Murray swiped one hand down his face and shoved himself upright. She was right. He really was a bastard for taking advantage of her after what she’d been through, and he hated himself for allowing it to get that far. He’d broken his promise to always protect her. Turned out, he couldn’t even protect her from himself.
He swung free of the bed, sweet hints of lemon verbena clinging to his skin and clothes, and crossed into the hallway outside her bedroom. Danny’s room off to the left remained empty, the roommate keeping her word to give Aslen space after coming home from the hospital. The rangers’ lease agreements didn’t allow for painting, but Aslen’s friend sure as hell had made her room her own. Danny hadn’t bothered making the bed—another queen-size—and obviously didn’t believe in a laundryhamper with how many clothes she’d tossed across the floor and over the dresser.
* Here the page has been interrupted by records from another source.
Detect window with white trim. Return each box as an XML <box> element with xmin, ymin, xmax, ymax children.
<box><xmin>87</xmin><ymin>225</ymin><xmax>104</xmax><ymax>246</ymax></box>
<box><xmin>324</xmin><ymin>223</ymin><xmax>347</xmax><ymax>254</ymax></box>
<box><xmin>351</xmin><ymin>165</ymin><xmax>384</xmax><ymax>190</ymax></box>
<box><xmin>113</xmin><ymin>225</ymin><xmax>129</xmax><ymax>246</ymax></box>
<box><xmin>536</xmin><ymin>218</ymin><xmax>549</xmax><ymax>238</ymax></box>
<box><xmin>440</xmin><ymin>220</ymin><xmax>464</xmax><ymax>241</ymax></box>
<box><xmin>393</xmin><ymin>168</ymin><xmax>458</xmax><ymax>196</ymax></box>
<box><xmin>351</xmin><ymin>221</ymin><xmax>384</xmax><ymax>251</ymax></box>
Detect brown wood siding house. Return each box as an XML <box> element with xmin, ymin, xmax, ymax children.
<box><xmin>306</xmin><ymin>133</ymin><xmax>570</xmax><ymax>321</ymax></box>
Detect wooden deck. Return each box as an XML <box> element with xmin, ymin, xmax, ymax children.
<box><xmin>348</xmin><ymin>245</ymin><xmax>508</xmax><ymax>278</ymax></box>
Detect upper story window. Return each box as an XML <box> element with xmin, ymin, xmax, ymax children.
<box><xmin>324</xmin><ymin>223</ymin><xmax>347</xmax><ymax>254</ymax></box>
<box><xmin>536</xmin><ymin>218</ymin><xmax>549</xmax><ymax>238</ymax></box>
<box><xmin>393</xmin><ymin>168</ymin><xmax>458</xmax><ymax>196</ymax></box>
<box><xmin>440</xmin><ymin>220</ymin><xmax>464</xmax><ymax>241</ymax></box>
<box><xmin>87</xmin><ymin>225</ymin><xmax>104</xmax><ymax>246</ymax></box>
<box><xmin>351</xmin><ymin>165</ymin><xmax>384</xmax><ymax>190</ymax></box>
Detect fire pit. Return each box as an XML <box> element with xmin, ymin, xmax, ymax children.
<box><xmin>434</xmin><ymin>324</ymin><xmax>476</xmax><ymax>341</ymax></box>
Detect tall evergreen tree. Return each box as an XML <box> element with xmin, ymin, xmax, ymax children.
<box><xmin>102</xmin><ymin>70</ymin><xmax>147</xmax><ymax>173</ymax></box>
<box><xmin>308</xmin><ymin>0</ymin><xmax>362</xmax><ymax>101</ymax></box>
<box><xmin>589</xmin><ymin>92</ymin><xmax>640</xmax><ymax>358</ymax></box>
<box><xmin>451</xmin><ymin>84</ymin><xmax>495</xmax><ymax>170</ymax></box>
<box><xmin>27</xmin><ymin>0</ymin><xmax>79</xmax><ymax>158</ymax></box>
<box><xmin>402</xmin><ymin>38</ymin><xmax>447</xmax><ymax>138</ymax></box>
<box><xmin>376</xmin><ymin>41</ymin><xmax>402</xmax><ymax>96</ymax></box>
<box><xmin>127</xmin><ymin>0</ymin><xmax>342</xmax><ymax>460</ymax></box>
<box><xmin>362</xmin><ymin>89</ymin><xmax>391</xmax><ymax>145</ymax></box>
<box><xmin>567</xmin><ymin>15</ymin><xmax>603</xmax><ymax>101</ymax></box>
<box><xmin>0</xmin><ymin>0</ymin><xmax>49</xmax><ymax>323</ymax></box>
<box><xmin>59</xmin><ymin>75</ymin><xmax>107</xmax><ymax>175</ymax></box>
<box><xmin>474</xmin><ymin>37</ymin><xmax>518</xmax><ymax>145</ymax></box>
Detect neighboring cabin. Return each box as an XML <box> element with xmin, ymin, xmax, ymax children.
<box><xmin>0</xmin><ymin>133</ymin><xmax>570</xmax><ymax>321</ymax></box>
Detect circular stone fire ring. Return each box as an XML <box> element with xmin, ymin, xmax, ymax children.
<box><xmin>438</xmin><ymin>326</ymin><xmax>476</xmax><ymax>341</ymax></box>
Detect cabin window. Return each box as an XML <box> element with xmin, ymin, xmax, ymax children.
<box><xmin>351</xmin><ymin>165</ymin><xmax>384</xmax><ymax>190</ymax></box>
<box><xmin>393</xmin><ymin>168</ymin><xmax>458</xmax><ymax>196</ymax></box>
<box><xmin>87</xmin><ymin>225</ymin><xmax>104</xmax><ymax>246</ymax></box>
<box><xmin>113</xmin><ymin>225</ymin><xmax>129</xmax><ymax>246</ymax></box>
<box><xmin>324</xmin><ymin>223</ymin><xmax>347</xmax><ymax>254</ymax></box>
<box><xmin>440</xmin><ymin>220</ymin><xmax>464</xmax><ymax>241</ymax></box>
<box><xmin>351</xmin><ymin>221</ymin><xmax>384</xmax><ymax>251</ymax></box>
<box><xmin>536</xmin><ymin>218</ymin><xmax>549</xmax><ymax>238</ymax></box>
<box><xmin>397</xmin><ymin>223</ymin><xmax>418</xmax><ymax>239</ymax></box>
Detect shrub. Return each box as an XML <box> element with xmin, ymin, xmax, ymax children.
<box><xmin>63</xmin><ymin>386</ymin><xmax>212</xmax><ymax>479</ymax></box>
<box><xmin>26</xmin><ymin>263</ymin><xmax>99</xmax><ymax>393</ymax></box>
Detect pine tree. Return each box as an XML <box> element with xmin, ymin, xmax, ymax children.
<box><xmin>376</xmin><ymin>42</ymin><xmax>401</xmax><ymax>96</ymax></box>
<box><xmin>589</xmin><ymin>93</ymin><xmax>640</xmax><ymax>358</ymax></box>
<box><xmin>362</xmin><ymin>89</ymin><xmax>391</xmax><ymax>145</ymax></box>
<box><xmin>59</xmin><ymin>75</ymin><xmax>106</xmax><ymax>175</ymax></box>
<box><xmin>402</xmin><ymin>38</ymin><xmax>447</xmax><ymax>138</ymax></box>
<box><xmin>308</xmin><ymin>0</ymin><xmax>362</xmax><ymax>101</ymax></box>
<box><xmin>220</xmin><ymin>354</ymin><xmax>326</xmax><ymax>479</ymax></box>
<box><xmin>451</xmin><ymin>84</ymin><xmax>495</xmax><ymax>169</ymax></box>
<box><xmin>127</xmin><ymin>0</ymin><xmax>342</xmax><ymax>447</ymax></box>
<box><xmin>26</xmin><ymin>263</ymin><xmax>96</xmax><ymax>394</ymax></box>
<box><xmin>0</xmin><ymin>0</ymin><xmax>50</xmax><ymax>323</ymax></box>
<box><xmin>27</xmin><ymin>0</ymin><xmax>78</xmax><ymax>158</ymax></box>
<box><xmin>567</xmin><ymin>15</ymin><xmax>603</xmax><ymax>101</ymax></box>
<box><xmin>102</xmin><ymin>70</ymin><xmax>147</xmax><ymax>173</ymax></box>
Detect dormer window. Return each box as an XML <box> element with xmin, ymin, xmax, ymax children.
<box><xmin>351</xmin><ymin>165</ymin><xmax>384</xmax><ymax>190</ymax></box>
Photos in silver and crystalized picture frames faced the bed from the single nightstand, but he caught a blurry sight of a group of four people. Most likely her parents and siblings.
Aslen didn’t have that. While she kept a partially burned photo recovered from the scene of the house fire, the faces behind the frame had worn and aged. He doubted she could even picture their faces clearly anymore. She’d lost everything the night her parents had died, and he’d somehow convinced himself he could be enough to make up for that by giving her a new family. Him.
But all he’d done was give her a false sense of hope.